Tag Archives: reading challenge 2018

Sourdough by Robin Sloan

I was excited to see that Robin Sloan was writing a new novel. I enjoyed Mr. Penumbra’s 24 Hour Bookstore and Ajax Penumbra 1969. I put Soudough on hold at the library and when it arrived I opened it right away and was consumed by it immediately. I read it morning and night and the middle of the night and during breaks from work.

Let me just say now, before I forget, Robin Sloan is one of the best writers I have read. His stories (he’s only written two novels, a novella and a prequel to one novel) are charming, but not cloying. He writes humorously at times — but not overtly so. I guess you’d say he has a “dry” sense of humor, which — to me — is the best kind.

Sourdough is about Lois, a young programmer who moves to San Francisco to work for an automation company as a coder of software for robotic arms. One evening she orders take out and her life changes dramatically.

I think my life might be changing dramatically because of this book. While I am not a coder, I do work long hours in front of my computer. On Thursday I made pizza dough for our out-of-town guests. I alternated between working at my computer and making the dough, letting it rest (time for work), kneading the dough, letting it rest (more work). It was such a productive day on both counts that I want to do that again — except with bread instead of pizza dough.

I have some questions for Mr. Sloan though:

In Mr. Penumbra’s 24 Hour Bookstore Google is named. However, even though Google is probably used in Sourdough, Sloan calls it “the expedient search engine.” He also calls other obvious Internet entities “the expedient [insert their purpose]” and I wonder why.

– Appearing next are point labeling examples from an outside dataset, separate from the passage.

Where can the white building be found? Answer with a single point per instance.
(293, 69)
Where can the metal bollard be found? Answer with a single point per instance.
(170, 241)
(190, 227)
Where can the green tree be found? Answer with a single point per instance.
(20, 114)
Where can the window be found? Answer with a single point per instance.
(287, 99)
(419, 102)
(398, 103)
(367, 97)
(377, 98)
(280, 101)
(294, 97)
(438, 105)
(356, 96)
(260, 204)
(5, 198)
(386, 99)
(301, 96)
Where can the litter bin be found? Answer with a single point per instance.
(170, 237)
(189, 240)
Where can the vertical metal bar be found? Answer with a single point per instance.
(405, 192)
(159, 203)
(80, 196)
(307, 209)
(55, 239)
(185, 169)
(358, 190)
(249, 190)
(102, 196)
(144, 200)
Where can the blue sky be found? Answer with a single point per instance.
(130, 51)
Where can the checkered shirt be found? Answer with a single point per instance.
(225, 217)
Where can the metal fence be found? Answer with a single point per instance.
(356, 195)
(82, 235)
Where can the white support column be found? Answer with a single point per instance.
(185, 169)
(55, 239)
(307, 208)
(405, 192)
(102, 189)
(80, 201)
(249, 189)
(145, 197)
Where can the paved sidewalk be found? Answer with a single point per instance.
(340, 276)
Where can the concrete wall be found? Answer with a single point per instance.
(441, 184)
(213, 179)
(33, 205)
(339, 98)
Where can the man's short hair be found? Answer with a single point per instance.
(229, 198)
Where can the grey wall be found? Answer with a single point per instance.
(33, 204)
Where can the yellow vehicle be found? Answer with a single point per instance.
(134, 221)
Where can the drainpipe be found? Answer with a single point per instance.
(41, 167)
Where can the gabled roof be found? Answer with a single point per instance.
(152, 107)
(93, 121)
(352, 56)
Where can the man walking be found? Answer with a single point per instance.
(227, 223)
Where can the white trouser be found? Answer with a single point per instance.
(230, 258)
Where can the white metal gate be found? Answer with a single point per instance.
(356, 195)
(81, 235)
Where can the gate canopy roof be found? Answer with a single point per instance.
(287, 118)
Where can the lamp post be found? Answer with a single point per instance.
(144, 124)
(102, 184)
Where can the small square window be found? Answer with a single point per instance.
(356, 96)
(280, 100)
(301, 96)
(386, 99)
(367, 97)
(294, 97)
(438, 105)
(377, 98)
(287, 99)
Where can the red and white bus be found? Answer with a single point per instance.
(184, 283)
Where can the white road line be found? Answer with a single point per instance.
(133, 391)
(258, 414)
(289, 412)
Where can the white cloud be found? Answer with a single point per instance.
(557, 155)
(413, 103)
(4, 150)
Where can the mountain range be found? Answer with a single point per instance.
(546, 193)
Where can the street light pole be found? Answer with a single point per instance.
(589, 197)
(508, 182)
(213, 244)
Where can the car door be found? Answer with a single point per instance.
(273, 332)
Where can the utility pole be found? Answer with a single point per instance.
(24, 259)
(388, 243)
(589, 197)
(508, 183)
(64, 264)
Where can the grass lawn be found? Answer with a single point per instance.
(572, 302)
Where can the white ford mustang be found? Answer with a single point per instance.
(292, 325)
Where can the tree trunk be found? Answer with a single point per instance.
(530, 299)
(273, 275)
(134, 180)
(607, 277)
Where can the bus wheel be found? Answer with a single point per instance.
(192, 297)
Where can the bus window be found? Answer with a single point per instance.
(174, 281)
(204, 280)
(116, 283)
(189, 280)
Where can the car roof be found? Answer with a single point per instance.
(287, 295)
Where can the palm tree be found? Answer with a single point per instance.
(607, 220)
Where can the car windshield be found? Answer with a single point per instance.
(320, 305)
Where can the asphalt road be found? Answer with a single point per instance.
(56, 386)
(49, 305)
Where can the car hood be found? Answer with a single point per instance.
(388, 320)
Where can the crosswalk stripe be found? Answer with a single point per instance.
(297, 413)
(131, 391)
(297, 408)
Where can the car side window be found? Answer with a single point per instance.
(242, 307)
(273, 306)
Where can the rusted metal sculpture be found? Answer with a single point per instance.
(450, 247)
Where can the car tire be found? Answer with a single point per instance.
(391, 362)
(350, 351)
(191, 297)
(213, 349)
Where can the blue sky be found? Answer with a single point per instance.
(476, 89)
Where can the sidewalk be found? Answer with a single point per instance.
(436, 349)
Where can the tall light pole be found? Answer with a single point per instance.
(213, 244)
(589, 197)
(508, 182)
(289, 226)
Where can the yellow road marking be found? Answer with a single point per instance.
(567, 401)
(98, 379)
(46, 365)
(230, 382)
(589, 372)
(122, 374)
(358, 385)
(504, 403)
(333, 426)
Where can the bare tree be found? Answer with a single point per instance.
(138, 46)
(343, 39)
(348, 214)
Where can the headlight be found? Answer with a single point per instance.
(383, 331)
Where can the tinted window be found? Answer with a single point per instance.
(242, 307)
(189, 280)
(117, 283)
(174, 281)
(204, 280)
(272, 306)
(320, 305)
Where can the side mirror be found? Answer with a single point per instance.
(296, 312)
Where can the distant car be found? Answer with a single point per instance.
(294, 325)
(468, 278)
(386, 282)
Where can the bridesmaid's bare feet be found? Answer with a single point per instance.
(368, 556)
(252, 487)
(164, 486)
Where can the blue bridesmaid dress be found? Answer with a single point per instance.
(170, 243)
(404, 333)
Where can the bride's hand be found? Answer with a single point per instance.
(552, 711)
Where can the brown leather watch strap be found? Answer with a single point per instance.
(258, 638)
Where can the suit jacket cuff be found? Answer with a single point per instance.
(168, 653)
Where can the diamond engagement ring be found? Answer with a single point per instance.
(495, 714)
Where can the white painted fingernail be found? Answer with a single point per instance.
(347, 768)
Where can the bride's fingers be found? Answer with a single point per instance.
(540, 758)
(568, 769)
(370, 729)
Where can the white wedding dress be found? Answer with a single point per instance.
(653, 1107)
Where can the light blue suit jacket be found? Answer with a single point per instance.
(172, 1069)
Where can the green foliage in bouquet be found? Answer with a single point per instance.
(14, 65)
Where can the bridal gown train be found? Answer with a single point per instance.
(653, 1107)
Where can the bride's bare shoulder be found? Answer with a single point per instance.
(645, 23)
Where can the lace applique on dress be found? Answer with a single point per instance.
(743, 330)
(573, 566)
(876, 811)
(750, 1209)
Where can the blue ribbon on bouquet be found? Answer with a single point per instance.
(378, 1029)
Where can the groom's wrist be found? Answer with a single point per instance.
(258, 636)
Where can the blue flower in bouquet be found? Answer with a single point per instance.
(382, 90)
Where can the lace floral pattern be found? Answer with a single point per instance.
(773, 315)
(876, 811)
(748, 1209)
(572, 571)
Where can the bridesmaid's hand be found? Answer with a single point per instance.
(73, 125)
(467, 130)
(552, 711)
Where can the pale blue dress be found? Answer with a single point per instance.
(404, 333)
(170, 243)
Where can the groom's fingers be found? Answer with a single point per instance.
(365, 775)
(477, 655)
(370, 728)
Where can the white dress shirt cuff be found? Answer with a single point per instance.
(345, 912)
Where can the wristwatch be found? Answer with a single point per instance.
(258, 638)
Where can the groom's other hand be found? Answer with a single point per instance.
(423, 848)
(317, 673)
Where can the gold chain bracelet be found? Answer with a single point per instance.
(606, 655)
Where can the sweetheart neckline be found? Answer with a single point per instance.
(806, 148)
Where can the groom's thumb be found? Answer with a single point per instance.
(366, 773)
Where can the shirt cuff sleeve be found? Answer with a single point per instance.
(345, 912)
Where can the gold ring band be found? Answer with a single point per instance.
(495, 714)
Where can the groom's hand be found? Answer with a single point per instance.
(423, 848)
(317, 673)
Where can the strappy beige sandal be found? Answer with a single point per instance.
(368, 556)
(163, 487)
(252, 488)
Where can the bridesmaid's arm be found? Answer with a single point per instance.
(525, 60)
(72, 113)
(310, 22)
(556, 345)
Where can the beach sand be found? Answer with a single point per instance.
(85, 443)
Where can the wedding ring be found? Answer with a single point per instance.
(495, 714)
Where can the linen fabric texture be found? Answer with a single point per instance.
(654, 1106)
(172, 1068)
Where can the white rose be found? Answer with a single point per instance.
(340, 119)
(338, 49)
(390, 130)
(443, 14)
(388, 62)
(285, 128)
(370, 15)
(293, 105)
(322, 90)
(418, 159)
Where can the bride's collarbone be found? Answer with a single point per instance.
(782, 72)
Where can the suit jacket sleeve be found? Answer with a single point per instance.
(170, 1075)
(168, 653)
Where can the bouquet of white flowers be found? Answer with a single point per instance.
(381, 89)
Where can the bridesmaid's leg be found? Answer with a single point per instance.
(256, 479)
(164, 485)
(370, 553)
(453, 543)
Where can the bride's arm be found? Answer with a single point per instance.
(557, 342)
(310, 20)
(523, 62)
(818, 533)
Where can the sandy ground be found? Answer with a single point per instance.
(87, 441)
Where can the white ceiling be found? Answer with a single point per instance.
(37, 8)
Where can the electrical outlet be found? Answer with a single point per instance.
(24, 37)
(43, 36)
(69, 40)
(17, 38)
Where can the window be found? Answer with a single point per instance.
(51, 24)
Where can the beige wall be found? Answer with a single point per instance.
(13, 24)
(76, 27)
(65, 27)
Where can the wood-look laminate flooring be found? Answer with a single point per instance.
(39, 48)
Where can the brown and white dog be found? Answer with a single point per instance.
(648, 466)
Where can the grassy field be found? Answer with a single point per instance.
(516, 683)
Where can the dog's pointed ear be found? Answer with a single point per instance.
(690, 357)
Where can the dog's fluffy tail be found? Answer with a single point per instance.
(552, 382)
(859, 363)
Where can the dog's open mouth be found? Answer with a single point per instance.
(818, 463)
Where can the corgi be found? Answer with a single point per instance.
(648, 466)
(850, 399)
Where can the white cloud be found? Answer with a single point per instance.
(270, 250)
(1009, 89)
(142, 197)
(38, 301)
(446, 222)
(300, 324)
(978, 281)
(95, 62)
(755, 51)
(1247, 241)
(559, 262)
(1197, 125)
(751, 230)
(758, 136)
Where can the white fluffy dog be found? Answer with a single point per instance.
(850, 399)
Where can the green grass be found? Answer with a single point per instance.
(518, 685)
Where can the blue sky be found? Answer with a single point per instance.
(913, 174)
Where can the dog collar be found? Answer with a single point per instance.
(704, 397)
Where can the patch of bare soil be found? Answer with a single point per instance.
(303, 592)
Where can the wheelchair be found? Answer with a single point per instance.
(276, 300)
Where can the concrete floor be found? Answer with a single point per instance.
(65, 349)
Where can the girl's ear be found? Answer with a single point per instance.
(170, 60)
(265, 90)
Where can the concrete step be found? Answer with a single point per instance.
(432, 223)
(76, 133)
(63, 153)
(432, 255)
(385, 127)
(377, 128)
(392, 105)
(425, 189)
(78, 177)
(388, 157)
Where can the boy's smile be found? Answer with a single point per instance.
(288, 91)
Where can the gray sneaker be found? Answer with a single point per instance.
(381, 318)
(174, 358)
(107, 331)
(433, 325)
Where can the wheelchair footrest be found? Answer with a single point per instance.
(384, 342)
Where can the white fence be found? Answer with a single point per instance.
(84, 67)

Okay maybe that is the only question I have for Mr. Sloan.

 

Into the Water by Paula Hawkins

I, along with multitudes, found The Girl on a Train an enjoyable read. We read it for book group and it was a pleasant change from some of the difficult books some members prefer.

I’d seen Into the Water by the same author mentioned on Good Reads and Amazon so I put it on hold at the library. I finished it yesterday morning, after a fortnight of slogging through a town-full of characters telling first-person stories about suicides, inappropriate love affairs, witches, abuse and misunderstandings.

I rated it 3-stars on Good Reads because I liked some parts of the book, but I think Ms. Hawkins could have told this story better without so many unreliable narrators getting in the way.

After You by Jojo Moyes

This is the second in a three-part series that starts with Me Before You. After You was readable, not as good as Me Before You though.

The first book was more believable. The second had some less believable bits and the timeline seemed weird.

For instance Lily’s mother is so angry and unsupported of her 16 year-old daughter that it seems like Lily has been difficult for years when it has only been a few months.

I have Still Me, the last book in the series, on hold at the library and will most likely read it but this might be a case where the series went on too long.